When I pitch to investors or talk to customers, nobody asks “what’s your test coverage?” or “do you practice TDD?” They ask:

  • Does your product solve my problem?
  • How fast can you ship new features?
  • Is it reliable?

If AI helps engineers ship faster with acceptable quality, why would I care about TDD?

The Velocity Question

Rachel’s data showed TDD was 40% slower initially but only 15% slower overall. From a business perspective, that 15% slowdown is meaningful.

Over a year, that’s:

  • 15% fewer features shipped
  • 15% slower response to market changes
  • 15% less experimentation and learning

In a competitive market, that could be the difference between winning and losing.

The Hidden Costs

But Luis raises a good point about technical debt. The question is: when does the debt come due, and what’s the interest rate?

If abandoning TDD means:

  • 5% more production bugs → costs customer trust, support tickets, engineering time to fix
  • 30% slower refactoring → slows down future iterations
  • Poor code understanding → harder to onboard new engineers, slower debugging

Then maybe that 15% initial speed gain is a bad trade.

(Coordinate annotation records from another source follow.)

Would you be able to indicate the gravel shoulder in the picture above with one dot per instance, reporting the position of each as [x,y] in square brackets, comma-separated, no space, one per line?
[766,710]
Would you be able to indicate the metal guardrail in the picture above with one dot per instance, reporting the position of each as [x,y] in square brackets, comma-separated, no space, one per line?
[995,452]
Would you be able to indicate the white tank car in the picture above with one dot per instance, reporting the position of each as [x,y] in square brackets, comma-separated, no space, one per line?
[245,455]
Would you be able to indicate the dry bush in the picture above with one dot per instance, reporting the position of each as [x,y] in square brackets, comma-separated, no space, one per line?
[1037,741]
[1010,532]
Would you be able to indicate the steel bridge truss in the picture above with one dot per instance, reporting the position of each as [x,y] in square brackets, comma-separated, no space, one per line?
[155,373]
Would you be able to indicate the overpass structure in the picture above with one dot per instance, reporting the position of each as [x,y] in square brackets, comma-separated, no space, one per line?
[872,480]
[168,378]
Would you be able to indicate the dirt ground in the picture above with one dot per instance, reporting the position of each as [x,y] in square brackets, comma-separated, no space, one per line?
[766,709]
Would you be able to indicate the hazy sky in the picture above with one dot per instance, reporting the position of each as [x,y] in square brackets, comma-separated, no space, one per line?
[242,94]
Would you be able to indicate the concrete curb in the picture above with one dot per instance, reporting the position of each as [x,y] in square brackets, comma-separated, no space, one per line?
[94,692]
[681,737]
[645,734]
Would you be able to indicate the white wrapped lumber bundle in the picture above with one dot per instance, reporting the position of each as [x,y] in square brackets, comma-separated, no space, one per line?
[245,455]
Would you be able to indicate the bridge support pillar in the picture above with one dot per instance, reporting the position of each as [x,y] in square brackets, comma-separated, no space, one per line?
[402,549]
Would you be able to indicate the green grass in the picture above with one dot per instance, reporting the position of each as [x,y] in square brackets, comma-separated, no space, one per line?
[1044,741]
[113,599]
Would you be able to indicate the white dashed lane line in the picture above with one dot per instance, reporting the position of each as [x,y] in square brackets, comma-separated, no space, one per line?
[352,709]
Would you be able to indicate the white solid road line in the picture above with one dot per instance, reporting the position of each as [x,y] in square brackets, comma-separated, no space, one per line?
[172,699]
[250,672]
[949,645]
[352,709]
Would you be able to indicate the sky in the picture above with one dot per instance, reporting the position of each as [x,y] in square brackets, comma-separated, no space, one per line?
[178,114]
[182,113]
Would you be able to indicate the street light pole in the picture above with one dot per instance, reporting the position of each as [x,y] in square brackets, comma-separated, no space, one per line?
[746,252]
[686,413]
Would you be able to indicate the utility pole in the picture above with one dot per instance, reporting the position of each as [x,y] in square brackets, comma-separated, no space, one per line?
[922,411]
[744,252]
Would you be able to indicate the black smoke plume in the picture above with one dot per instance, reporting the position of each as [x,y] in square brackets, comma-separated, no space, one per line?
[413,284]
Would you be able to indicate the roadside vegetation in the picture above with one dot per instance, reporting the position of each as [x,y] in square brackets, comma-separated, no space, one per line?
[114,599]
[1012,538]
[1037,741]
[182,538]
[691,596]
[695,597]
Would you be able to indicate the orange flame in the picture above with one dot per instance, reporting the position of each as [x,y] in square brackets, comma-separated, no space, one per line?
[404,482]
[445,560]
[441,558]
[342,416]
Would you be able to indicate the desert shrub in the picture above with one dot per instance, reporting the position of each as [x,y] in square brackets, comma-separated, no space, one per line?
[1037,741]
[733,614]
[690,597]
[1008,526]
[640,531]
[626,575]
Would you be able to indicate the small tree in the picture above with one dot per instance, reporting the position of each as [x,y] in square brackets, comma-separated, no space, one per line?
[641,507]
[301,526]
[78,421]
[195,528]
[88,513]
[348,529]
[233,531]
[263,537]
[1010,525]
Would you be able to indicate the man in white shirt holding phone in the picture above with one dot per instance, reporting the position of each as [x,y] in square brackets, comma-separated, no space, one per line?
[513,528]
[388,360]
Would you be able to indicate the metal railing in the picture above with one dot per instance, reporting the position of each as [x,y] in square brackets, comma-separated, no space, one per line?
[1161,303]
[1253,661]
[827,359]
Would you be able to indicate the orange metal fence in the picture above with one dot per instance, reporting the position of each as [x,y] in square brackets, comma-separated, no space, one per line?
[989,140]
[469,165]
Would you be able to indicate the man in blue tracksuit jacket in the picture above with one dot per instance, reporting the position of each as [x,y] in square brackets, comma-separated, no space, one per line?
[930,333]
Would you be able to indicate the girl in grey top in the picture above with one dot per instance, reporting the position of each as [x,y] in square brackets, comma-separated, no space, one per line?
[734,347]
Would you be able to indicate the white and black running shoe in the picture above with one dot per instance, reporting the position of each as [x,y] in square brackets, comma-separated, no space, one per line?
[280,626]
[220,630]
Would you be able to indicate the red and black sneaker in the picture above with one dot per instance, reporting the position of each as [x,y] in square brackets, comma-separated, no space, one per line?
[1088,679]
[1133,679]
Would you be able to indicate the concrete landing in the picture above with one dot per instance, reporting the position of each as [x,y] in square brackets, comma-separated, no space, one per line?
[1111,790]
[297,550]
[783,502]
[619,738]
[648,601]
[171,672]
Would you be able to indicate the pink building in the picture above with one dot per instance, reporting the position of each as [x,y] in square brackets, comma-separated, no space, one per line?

What I Actually Need From Engineering

Here’s what I wish engineering teams would measure:

  • Time to value: How long from “we should build this” to “users can use this”?
  • Iteration speed: How quickly can we modify features based on user feedback?
  • Stability: How often do features break in production?
  • Flexibility: How easily can we pivot direction when needed?

If TDD improves these metrics, great. If implementation-first AI coding improves them, also great. I genuinely don’t care about the process - I care about the outcomes.

The Real Question

To Alex and the engineering team: Can you show me that TDD actually improves business metrics?

Because from where I sit, the arguments for TDD are often about engineering ideals (“clean code,” “craftsmanship,” “discipline”) rather than business impact.

And in a startup environment where we’re fighting for survival, I need to prioritize business impact.

Maybe I’m wrong. Maybe TDD is a leading indicator of business health. But I need to see the data.